Table of Contents

Class ResidualLayer<T>

Namespace
AiDotNet.NeuralNetworks.Layers
Assembly
AiDotNet.dll

Represents a residual layer that adds the identity mapping (input) to the output of an inner layer.

public class ResidualLayer<T> : LayerBase<T>, ILayer<T>, IJitCompilable<T>, IDiagnosticsProvider, IWeightLoadable<T>, IDisposable

Type Parameters

T

The numeric type used for calculations, typically float or double.

Inheritance
ResidualLayer<T>
Implements
Inherited Members

Remarks

A residual layer implements the core concept of residual networks (ResNets), where the layer learns the residual (difference) between the identity mapping and the desired underlying mapping rather than the complete transformation.

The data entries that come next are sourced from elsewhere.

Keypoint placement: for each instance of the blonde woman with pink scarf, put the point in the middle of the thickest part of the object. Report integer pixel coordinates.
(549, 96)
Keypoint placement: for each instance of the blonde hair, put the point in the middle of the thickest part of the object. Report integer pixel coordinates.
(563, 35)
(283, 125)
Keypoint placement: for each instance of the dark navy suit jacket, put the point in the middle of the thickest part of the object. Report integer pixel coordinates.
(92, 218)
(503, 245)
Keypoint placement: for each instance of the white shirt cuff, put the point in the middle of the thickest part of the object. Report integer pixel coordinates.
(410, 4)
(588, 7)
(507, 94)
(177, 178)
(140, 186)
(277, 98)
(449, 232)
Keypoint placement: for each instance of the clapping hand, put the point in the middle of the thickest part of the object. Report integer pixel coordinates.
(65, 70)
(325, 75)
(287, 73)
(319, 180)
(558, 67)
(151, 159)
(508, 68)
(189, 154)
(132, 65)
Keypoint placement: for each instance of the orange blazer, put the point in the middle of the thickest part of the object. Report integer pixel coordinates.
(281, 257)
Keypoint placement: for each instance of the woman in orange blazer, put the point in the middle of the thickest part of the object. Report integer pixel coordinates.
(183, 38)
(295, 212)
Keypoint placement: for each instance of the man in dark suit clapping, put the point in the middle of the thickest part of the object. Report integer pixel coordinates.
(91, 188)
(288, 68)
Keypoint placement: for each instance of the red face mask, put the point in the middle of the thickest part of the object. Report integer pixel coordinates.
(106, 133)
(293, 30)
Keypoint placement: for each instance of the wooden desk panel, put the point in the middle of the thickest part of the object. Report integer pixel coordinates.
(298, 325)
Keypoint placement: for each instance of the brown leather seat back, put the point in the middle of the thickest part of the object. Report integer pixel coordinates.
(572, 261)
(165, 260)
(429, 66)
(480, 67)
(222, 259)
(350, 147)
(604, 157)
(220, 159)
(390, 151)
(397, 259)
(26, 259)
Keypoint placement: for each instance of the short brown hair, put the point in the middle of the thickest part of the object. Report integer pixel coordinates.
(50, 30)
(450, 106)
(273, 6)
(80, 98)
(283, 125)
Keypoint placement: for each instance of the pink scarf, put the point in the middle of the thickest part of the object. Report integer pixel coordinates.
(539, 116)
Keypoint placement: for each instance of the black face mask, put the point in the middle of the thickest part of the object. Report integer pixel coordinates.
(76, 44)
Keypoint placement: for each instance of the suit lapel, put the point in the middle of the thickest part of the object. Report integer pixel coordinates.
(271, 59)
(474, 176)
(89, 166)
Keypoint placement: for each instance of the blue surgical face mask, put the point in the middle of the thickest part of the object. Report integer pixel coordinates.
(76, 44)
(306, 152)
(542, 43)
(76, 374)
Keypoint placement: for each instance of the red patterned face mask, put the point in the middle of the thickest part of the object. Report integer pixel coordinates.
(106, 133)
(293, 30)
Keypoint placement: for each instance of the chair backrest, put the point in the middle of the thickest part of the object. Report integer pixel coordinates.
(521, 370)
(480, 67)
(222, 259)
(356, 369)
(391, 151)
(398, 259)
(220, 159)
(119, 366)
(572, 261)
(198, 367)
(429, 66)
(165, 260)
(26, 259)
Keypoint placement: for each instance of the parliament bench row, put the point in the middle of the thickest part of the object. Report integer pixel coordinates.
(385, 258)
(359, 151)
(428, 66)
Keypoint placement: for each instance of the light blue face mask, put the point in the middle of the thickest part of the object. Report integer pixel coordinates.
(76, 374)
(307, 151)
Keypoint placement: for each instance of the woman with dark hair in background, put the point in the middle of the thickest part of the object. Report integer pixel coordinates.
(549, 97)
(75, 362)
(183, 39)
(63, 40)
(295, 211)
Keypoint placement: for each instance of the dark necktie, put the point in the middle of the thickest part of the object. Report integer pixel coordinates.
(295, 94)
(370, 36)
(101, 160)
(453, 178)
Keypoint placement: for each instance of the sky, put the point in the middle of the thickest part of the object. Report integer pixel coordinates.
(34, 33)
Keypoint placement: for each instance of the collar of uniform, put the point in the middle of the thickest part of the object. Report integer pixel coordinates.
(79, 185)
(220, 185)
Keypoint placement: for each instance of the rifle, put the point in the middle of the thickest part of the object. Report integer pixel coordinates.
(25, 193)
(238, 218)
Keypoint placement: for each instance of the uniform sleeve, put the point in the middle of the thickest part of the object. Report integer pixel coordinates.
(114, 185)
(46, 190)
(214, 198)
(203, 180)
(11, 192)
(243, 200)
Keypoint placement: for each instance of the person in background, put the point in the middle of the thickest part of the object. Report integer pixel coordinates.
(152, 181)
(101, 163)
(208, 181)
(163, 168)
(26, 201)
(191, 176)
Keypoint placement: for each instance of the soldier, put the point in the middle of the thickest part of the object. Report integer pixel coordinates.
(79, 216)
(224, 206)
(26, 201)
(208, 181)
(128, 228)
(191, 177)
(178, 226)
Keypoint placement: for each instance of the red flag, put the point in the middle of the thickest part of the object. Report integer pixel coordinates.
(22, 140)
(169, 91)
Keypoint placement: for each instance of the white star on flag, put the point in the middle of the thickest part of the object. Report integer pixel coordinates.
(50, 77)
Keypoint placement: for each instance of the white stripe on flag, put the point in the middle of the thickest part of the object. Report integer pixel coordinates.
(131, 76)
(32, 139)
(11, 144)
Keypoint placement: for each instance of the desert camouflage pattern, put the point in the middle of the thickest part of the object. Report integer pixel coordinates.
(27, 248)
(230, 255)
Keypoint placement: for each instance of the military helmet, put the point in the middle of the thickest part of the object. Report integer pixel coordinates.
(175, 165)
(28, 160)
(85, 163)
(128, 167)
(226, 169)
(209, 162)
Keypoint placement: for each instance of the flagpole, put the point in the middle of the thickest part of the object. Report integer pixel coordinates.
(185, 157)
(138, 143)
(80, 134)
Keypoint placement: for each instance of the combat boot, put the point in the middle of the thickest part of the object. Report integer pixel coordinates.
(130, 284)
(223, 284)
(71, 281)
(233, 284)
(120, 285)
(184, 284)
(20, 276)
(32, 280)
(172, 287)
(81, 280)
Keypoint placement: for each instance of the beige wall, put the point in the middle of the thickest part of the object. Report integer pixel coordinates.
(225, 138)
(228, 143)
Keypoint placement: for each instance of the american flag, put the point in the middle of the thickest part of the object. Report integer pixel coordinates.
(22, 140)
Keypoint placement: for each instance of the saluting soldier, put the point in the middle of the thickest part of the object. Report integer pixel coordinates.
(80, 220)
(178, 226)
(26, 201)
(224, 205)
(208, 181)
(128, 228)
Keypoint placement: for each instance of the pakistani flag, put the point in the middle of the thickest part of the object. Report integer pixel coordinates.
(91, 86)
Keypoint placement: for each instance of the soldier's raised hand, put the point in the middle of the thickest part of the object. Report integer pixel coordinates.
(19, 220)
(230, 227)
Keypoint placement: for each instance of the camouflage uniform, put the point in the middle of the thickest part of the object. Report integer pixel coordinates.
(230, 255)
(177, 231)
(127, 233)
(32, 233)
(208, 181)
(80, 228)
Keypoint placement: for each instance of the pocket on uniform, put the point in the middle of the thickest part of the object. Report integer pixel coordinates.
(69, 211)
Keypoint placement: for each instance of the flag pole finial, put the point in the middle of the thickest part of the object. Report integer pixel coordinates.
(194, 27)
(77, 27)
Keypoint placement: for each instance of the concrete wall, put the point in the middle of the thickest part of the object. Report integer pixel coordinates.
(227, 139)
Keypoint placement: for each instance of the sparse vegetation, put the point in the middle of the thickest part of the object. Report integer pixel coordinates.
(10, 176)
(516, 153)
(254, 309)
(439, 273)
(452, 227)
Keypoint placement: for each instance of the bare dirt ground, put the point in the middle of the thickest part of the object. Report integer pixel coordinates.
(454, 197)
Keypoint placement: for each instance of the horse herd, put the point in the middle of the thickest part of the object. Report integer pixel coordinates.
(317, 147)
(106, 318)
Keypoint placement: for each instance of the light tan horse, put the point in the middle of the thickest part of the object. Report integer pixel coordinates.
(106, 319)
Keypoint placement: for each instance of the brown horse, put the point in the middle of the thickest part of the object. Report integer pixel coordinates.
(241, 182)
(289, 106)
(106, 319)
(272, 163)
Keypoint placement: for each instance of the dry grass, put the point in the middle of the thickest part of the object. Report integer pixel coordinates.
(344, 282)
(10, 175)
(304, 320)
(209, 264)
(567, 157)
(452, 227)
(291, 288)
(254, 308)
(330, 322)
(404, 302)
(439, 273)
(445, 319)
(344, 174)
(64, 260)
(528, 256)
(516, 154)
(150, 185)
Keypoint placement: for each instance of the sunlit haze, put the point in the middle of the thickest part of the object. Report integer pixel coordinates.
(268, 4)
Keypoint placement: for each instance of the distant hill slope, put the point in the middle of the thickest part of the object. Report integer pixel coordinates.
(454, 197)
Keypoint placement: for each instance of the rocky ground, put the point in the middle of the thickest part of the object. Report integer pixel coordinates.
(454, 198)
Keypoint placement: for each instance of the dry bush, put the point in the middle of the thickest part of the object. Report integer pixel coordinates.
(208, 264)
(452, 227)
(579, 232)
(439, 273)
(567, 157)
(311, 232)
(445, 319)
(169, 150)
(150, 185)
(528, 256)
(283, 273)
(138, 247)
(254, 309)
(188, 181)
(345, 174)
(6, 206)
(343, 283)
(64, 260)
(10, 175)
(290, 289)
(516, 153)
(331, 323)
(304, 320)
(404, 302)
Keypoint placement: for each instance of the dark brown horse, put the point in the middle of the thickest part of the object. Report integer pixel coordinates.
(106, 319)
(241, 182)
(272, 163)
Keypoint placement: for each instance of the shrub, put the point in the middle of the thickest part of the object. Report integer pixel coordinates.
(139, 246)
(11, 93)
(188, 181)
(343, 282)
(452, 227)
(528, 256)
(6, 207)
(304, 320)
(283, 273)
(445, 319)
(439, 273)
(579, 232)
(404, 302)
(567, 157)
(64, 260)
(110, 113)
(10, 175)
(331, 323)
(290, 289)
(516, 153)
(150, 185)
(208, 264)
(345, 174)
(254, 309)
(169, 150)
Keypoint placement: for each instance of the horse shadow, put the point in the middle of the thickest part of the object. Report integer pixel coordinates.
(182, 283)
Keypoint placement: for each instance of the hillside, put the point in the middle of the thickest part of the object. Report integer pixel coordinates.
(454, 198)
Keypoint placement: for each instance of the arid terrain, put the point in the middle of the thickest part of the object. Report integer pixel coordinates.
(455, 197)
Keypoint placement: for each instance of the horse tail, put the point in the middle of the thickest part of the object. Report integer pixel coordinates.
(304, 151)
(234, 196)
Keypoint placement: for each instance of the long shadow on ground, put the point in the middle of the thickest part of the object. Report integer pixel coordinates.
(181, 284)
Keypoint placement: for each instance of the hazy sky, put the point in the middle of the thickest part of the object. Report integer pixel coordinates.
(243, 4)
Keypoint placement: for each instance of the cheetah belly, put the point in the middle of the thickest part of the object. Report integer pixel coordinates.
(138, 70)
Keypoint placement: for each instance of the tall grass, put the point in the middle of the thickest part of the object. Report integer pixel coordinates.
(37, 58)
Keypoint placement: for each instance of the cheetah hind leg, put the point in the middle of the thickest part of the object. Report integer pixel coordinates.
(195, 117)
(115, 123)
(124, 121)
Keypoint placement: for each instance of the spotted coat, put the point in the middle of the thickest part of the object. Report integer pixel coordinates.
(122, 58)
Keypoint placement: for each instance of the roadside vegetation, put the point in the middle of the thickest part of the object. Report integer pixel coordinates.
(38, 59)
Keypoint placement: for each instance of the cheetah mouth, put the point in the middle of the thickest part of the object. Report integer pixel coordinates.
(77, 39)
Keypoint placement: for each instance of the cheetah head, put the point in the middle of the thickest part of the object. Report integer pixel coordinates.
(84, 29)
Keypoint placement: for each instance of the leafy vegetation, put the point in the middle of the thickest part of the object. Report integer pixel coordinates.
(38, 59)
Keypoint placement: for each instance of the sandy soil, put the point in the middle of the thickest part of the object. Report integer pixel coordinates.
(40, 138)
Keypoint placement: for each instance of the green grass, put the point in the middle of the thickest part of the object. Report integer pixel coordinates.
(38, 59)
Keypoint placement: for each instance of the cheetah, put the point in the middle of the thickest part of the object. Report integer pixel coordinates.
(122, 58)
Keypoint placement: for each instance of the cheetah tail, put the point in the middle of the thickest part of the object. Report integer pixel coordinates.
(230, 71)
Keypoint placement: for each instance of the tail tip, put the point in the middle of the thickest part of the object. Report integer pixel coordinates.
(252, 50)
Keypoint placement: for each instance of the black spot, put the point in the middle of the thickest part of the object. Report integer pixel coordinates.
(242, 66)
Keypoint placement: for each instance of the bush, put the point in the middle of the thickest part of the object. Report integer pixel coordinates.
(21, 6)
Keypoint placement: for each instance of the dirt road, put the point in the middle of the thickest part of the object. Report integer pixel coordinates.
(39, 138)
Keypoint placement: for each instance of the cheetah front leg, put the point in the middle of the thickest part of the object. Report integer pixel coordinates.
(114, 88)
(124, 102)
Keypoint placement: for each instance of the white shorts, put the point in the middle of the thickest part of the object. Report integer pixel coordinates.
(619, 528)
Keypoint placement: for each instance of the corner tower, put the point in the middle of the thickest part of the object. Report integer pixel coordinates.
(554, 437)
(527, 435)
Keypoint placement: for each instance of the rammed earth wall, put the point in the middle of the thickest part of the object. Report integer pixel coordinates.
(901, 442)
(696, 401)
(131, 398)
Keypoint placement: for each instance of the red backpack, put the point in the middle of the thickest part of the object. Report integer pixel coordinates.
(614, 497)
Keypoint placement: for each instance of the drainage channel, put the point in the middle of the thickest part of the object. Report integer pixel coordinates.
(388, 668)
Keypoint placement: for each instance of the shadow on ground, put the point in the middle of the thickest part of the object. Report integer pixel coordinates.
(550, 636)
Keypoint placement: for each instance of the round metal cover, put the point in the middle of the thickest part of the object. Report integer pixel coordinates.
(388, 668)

This is achieved by adding a skip connection that passes the input directly to the output, where it's added to the transformed output of an inner layer.

For Beginners: This layer helps neural networks learn more effectively, especially when they're very deep.

Think of it as a "correction mechanism":

  • The inner layer tries to learn how to improve or adjust the input
  • The original input is preserved and added back in at the end
  • This allows the network to focus on learning the changes needed, rather than recreating the entire signal

Benefits include:

  • Solves the "vanishing gradient problem" that makes deep networks hard to train
  • Enables training of much deeper networks (hundreds of layers instead of just dozens)
  • Improves learning speed and accuracy

For example, in image recognition, a residual layer might learn to emphasize important features while preserving the original image information through the skip connection.

Constructors

ResidualLayer(int[], ILayer<T>?, IActivationFunction<T>?)

Initializes a new instance of the ResidualLayer<T> class with the specified input shape, inner layer, and scalar activation function.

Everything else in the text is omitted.